Шрифт:
Кейт направилась к телефону, но замерла по дороге. За окном сгустились сумерки, а далеко за городом садилось солнце. Огромный багряный диск наполовину скрылся за горизонтом, небо вокруг него было самых неподражаемых оттенков.
Внизу зажигались огоньки в окнах домов. На мир стремительно надвигалась ночь.
— Брюс, иди сюда! Посмотри, какая красота! И так каждый день, да? Это же фантастика!
Он обнял ее сзади, прижал к себе, промурлыкал на ухо:
— Я даже не замечал этого. В это время я обычно на работе… или развлекаюсь с тобой, моя сладкая. Но ты права. Красота потрясающая!
Он медленно поцеловал Кейт в шею, потом в плечо. У нее перехватило дыхание, и она прошептала, заранее зная ответ:
— А чем ты планируешь заняться после пиццы?

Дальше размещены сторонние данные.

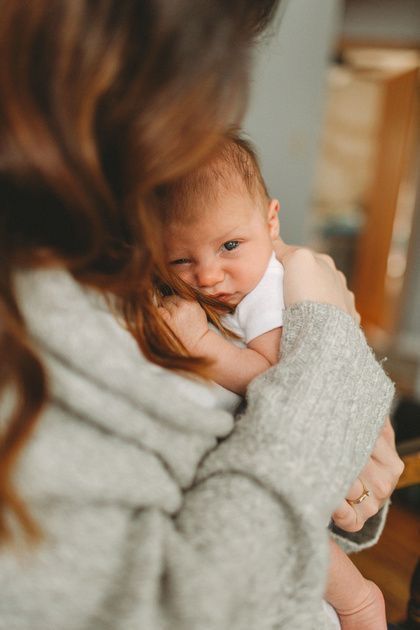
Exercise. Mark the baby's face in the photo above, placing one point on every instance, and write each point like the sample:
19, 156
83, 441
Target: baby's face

— Ну, это просто. Собираюсь обмазать тебя мороженым и слизать его.
— Мы безумцы.
— Согласен.
— Мы чокнутые.
— Не возражаю.
— Мы…
— Ты абсолютно права, моя любовь! Они лежали на простынях, за которые Брюс извинился, говоря, что они старые. Хорошо, что старые. И новыми им уже не быть никогда. Отстирать их от четырех сортов мороженого, вишневого сиропа, сахарной пудры и шоколада не представлялось возможным.
— Я иду в душ.
— Я тоже.
Кейт расхохоталась.
— Ты что?
— Я не могу поверить, что мы это сделали.
Это было так… так невероятно!
— Брось ты! По сравнению с тем, что мы делали в течение последних дней и ночей, это всего лишь мороженое.
Кейт потянулась к Брюсу и слизнула шоколадное мороженое с его щеки. Он поймал ее губы, припал к ним жадным и чертовски сладким поцелуем. Пауза была долгой.
— Кейт…
— Да?
— Представляешь, сегодня ровно неделя, как мы встретились.
— Не может быть!
— Всего неделя…
Они молчали и думали о своем. Правда, об одном и том же. Скоро всему этому конец. Кейт закусила губу.
Я люблю тебя, Брюс.
Эти слова вырывались у нее, когда они занимались любовью, и это было естественно — в порыве страсти чего не скажешь. Но сейчас…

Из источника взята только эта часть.